Этикет и этикетки
Этикет и этикетки
Это был бы великолепный концертный номер. Сотруднику учреждения, рядом со столом которого я сидел, дожидаясь приема у его начальника, то и дело звонили но телефону. Он отвечал. У интонации ответов было множество оттенков: холодно-официальный, вежливо-официальный, любезно-официальный, приветливо-полуофициальный, дружелюбно-приветливый, дружелюбно-фамильярный, приветливо-почтительный, подчеркнуто-почтительный…
Ждать пришлось долго. По интонации ответов я попробовал мысленно представить себе невидимых собеседников этого сотрудника. Он почувствовал, что я прислушиваюсь, и спросил изучающе-душевно: «Интересуетесь моей работой?» «Интересуюсь!» — признался я. Мы разговорились. Я узнал немало поучительного о его сложной и деликатной работе. О психологии служебного общения, тонком искусстве отвечать по телефону. Собеседник мой говорил красочно. Он пояснял, что каждый голос по телефону для него — этикетка. На воображаемой этикетке он мгновенно читает цену собеседника — его ранг и положение. Если звонит человек, которого он знает, это просто — на голоса у него хорошая память. Но и тогда, когда звонит неизвестный, это тоже нетрудно: голоса рядовые и голоса руководящие звучат по-разному.
— Есть, правда, один тип! Аспирант, а голос, как у члена-корреспондента, — пошутил мой новый знакомец. Доверительно-снисходительно. Доверительность предназначалась мне, снисходительность — аспиранту, присвоившему баритон не по рангу. Так вот, мгновенно прочитав цену собеседника на воображаемой этикетке, герой моего рассказа говорит с тем, кто звонит, соответственно с этой ценой.

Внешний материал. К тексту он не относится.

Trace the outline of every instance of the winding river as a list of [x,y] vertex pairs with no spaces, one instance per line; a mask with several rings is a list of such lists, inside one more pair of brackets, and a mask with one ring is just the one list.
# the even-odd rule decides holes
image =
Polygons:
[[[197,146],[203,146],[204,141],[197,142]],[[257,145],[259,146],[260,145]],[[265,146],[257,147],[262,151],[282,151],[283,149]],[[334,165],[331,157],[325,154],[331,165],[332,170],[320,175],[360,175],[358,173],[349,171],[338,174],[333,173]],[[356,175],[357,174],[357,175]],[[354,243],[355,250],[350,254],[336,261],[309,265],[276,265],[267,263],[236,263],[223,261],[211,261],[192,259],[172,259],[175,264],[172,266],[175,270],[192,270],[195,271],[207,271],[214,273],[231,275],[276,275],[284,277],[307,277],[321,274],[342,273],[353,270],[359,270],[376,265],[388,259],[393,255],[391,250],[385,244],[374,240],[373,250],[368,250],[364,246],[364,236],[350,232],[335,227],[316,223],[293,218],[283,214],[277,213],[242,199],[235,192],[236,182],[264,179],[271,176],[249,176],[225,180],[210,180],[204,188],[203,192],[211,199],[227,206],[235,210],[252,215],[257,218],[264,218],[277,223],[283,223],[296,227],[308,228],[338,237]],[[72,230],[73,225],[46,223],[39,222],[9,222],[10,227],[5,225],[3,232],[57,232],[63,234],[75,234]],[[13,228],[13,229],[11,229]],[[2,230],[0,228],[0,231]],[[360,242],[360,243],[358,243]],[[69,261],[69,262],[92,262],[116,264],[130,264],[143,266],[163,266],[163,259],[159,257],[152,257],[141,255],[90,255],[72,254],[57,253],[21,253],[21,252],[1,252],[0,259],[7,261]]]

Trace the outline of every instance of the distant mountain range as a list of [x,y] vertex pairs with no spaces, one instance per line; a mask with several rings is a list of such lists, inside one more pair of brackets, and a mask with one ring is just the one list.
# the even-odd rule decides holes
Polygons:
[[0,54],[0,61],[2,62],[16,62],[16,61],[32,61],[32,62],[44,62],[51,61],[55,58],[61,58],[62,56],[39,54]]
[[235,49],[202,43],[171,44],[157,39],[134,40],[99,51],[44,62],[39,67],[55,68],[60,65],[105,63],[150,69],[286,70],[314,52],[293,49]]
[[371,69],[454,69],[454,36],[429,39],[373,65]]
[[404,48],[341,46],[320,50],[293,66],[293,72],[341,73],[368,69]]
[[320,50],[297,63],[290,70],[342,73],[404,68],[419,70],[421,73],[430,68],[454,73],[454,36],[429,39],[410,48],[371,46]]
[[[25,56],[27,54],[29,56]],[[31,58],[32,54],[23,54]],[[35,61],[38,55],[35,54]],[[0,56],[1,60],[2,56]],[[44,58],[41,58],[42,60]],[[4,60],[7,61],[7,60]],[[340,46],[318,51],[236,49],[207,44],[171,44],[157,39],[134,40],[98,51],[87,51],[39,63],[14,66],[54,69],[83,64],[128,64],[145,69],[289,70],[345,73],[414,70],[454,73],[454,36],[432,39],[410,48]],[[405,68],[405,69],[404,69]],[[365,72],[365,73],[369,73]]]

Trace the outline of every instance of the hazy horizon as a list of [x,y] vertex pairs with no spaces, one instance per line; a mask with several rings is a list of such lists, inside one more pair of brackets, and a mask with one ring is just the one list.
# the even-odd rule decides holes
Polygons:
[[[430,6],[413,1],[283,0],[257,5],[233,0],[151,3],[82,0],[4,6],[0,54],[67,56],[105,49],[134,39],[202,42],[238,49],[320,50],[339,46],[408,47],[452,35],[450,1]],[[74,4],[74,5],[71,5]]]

— Удивляюсь остроте вашего слуха, — ответил я, — но, на мой взгляд, вы занимаетесь этой прикладной психологией напрасно.
Он удивился:
— Так что же я, по-вашему, со всеми должен одинаково говорить?
— Вот именно! Гораздо проще исходить из единственного предположения: каждый, кто звонит вам, имеет право на деловой и вежливый ответ. Такой посылкой вы облегчите свою работу. А играя в психологически-престижные игры, вы непременно когда?нибудь пересластите или пересолите. Случалось?
— Случалось! — ответил он. Тень пробежала по его лицу.
— Одного мудреца спросили, — продолжил я, — почему он всегда говорит правду. — Потому что у меня плохая память! — ответил он.
Собеседник засмеялся. Кажется искренне. Меня пригласили в кабинет к его начальству. Больше мы к этому разговору не возвращались.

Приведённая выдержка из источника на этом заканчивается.